On May 27, 2020, he posted a video of himself playing a mournful version of America the Beautiful in a minor key and sinking to his knees at the end, a tribute to quarterback Colin Kaepernick’s kneeling protests of police violence. He called on other classical musicians to follow him with the hashtag #TakeTwoKnees.

A few months later, he was one of nine Black musicians asked by the New York Times to offer ideas of how to begin transforming the white-dominated world of classical music. Among the sobering statistics, the Institute for Composer Diversity, for example, reports that works by composers from underrepresented racial, ethnic and cultural groups made up only 6 percent of the 2019-20 programming by 120 orchestras nationwide.

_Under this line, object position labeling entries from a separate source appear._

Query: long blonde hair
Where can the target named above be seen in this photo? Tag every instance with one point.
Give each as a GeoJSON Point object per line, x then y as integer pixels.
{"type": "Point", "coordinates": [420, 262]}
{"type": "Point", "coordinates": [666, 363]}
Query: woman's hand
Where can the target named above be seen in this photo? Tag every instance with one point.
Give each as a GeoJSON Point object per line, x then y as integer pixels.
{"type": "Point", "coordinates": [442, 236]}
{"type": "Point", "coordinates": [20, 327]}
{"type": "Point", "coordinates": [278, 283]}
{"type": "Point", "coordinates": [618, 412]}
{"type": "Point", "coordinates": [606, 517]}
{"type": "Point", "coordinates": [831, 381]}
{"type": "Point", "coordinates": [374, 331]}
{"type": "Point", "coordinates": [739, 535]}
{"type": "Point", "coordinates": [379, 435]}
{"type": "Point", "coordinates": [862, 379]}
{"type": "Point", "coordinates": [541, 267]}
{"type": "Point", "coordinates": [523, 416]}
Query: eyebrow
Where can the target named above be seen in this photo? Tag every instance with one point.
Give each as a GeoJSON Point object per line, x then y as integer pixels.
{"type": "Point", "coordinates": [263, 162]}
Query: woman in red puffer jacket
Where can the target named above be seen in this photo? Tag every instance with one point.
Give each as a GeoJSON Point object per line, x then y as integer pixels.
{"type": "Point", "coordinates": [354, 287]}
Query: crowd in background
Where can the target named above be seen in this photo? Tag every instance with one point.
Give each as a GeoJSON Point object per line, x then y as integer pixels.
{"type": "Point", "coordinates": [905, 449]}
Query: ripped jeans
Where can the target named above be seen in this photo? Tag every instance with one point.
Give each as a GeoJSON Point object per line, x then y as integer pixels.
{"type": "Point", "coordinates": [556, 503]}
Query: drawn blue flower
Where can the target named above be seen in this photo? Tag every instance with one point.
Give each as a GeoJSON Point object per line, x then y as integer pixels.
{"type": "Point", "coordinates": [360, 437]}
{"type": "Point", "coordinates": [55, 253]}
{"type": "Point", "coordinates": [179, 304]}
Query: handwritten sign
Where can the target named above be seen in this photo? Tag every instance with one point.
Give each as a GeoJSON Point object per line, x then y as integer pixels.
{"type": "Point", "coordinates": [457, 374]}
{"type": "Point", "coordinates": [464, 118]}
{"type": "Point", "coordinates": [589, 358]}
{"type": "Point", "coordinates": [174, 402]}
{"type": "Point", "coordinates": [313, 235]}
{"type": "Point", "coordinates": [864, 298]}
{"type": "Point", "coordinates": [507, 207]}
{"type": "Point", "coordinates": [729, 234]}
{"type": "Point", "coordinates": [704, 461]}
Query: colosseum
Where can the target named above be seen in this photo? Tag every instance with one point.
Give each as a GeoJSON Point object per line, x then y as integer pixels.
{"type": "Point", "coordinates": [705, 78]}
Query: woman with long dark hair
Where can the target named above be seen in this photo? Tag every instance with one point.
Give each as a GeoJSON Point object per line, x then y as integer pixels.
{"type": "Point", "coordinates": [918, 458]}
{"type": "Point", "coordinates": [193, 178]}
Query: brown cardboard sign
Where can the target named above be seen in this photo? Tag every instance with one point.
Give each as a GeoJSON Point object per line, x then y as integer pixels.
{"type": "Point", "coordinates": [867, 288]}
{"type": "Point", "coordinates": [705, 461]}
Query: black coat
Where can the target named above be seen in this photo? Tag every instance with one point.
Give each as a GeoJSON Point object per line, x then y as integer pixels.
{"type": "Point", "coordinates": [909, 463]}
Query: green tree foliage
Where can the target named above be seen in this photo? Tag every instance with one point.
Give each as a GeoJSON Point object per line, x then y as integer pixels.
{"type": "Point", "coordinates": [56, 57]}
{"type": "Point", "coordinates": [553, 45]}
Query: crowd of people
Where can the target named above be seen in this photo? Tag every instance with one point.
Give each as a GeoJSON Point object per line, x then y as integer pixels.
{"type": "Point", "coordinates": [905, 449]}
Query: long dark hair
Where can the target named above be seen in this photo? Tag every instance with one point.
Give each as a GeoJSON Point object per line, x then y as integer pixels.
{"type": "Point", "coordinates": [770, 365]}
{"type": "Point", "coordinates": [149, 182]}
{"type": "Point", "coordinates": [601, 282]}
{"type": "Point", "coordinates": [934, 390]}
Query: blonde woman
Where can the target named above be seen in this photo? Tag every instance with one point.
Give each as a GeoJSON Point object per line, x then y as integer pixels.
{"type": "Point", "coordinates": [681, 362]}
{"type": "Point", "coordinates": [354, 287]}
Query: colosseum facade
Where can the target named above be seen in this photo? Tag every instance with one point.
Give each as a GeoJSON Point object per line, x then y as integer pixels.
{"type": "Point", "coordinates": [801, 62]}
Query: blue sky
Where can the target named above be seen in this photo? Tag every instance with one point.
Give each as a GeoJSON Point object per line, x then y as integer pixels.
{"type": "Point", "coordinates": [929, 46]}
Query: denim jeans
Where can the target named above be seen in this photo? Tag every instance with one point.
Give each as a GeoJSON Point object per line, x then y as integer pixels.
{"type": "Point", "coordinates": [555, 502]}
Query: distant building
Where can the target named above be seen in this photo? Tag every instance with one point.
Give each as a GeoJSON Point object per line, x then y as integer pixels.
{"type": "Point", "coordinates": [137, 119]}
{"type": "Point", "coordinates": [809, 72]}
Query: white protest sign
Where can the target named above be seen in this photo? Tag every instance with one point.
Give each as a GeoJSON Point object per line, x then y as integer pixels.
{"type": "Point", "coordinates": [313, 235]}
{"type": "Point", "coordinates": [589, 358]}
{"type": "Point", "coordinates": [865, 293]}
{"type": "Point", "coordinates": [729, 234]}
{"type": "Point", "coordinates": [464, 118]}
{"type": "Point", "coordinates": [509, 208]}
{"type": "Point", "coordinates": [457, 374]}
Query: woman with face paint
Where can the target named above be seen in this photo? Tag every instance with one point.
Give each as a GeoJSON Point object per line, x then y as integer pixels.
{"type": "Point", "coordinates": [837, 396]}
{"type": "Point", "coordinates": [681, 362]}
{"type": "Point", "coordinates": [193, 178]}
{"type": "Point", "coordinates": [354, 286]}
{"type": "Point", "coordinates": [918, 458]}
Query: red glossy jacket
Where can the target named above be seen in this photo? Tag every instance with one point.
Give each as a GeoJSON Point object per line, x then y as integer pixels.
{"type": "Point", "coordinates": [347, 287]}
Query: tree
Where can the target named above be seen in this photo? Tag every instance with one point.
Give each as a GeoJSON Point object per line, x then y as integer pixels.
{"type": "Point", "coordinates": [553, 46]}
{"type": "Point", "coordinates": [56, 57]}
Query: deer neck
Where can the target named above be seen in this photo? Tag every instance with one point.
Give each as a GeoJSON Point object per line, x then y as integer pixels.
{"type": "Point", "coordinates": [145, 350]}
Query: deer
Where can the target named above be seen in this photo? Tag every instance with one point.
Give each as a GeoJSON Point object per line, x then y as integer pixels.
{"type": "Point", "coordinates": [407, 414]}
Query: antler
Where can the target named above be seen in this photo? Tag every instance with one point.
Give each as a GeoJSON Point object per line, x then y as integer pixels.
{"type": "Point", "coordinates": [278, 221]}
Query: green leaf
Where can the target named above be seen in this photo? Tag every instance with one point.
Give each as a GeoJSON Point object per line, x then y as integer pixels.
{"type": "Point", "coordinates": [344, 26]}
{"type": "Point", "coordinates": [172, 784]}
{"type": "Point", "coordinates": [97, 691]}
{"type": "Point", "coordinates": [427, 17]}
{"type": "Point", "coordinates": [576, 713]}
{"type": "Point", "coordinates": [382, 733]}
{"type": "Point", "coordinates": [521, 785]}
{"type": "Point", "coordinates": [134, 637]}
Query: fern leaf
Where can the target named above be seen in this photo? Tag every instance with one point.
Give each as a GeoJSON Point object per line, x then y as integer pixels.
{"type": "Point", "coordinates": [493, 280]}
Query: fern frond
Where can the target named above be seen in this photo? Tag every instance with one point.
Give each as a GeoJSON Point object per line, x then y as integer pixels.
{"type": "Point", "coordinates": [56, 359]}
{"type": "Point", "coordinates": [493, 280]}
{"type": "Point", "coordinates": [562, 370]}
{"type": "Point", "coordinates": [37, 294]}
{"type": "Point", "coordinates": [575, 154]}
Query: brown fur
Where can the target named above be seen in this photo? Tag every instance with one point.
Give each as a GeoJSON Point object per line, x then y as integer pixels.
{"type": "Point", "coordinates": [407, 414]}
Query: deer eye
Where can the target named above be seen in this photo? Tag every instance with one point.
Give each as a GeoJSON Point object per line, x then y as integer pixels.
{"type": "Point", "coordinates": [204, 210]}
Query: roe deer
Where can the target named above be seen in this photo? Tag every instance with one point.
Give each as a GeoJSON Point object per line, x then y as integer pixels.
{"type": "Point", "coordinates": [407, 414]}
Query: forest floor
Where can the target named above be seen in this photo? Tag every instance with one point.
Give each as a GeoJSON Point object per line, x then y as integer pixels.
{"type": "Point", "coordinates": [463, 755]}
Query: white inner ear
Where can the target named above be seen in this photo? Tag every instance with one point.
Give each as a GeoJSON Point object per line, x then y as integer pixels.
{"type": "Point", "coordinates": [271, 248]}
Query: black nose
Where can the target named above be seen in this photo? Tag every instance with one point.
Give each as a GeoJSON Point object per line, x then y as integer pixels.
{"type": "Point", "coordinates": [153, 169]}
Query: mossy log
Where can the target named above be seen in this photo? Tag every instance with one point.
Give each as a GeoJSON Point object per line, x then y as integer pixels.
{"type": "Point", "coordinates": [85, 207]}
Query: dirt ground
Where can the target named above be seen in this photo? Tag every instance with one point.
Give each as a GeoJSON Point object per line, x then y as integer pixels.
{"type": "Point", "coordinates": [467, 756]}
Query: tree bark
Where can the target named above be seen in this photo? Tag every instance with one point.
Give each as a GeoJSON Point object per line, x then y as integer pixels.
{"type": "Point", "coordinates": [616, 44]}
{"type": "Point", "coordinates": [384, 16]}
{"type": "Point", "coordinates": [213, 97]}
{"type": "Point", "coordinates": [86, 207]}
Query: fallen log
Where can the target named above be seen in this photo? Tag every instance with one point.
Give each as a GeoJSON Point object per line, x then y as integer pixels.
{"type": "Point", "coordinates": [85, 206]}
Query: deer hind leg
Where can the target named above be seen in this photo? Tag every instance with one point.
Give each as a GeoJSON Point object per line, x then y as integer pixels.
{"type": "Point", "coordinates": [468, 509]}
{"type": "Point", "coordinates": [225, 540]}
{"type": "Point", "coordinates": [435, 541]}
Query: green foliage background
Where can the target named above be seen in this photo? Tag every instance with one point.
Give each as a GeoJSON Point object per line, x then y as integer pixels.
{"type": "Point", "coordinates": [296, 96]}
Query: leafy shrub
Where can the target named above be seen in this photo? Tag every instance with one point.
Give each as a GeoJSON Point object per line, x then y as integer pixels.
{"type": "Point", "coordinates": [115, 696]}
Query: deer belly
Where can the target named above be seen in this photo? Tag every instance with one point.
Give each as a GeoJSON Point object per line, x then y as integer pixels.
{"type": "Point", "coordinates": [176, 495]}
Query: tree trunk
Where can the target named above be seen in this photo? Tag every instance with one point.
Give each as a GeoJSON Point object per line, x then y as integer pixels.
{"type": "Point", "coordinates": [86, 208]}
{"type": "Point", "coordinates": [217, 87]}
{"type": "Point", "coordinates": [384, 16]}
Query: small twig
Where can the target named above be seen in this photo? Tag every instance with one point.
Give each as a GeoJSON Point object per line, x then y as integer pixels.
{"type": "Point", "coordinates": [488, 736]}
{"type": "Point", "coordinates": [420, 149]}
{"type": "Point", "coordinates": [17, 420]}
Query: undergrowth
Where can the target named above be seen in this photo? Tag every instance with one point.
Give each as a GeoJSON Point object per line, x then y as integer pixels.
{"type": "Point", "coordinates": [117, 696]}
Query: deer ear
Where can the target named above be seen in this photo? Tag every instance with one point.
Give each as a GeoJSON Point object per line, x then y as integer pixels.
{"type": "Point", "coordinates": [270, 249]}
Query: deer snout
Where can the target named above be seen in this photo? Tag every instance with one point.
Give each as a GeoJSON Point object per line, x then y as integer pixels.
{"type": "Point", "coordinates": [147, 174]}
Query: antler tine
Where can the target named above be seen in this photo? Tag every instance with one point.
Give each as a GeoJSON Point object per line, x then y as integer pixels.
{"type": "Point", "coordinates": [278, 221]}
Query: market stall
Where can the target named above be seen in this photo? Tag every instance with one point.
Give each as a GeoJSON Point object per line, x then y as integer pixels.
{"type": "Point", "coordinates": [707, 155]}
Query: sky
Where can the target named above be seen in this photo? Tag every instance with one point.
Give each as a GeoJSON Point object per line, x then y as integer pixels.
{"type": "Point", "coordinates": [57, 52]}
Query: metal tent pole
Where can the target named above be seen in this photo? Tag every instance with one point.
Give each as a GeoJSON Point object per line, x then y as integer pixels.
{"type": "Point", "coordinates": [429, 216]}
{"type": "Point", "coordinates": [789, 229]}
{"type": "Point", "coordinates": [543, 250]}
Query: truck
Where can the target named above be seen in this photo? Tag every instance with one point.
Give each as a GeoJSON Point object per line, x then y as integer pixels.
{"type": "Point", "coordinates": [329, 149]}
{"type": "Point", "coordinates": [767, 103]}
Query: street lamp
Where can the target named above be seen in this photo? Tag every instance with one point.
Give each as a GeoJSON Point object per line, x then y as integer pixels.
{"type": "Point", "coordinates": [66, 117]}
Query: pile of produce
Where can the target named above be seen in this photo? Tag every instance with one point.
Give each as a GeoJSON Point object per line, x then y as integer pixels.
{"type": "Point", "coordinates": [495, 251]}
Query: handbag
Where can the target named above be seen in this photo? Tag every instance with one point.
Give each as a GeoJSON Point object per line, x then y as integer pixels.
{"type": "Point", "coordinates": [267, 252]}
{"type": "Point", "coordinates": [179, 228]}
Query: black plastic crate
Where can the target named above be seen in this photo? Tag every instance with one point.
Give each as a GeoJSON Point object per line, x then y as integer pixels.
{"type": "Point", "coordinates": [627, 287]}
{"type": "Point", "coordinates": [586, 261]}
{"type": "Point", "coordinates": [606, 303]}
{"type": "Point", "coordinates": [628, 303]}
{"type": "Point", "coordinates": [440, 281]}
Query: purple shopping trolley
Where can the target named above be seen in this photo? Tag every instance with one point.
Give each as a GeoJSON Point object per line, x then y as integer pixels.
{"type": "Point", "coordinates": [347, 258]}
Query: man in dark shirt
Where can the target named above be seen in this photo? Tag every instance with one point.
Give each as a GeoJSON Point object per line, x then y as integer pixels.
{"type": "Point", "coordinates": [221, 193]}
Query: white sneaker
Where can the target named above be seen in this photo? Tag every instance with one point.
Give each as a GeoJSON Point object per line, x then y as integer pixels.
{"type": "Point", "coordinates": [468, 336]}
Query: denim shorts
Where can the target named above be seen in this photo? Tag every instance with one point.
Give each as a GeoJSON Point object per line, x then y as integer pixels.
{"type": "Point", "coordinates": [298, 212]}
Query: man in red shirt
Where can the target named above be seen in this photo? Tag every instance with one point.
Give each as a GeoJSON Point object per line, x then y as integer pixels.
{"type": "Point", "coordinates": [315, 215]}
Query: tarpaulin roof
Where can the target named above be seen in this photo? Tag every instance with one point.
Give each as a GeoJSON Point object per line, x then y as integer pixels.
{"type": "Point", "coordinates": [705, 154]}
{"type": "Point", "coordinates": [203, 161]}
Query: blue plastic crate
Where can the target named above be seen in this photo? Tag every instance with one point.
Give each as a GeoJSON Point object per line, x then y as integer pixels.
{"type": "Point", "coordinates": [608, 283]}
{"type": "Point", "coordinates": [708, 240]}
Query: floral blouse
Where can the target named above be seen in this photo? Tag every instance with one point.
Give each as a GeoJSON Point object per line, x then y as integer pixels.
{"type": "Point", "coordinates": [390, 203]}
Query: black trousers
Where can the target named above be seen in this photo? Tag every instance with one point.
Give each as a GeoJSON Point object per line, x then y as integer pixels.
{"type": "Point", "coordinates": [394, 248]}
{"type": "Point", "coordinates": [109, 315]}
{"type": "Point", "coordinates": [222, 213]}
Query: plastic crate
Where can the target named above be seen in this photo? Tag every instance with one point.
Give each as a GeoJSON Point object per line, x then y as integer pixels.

For McGill, change does not mean silencing any musical voices now heard on classical stages. “It’s not about excluding,” he said. “I think we’ve done enough excluding in our field and in the world. It’s about including more voices in the story, in the narrative, so that as listeners, as audience members, we can have a have full menu to choose from.”

And he believes progress has been made in the last year, with both a heightened awareness of the problem and classical organizations already making significant shifts in programming and hiring, and that more will come. “What happened last year,” he said, “to all of us has shifted so many hearts and minds toward more awareness of what we can do to make the world a better place, which is to be able to say that we stand for what is right for all people and we want to be part of the movement.”

In tribute to both his musicianship and his leadership within the classical field, McGill was awarded the Avery Fisher Prize by New York’s Lincoln Center in September 2020. Previous recipients of the honor, which comes with $100,000, include cellist Yo-Yo Ma, pianist Emanuel Ax and violinist Leila Josefowicz.

“I was really thrilled to learn of the news of that, especially with everything that happened last year," he said. "It was obviously a bright spot for me. It was really amazing not just because it’s nice to be honored but also because of the people who became before and won that award and what their presence means as performers and musicians as well as citizens of the world.”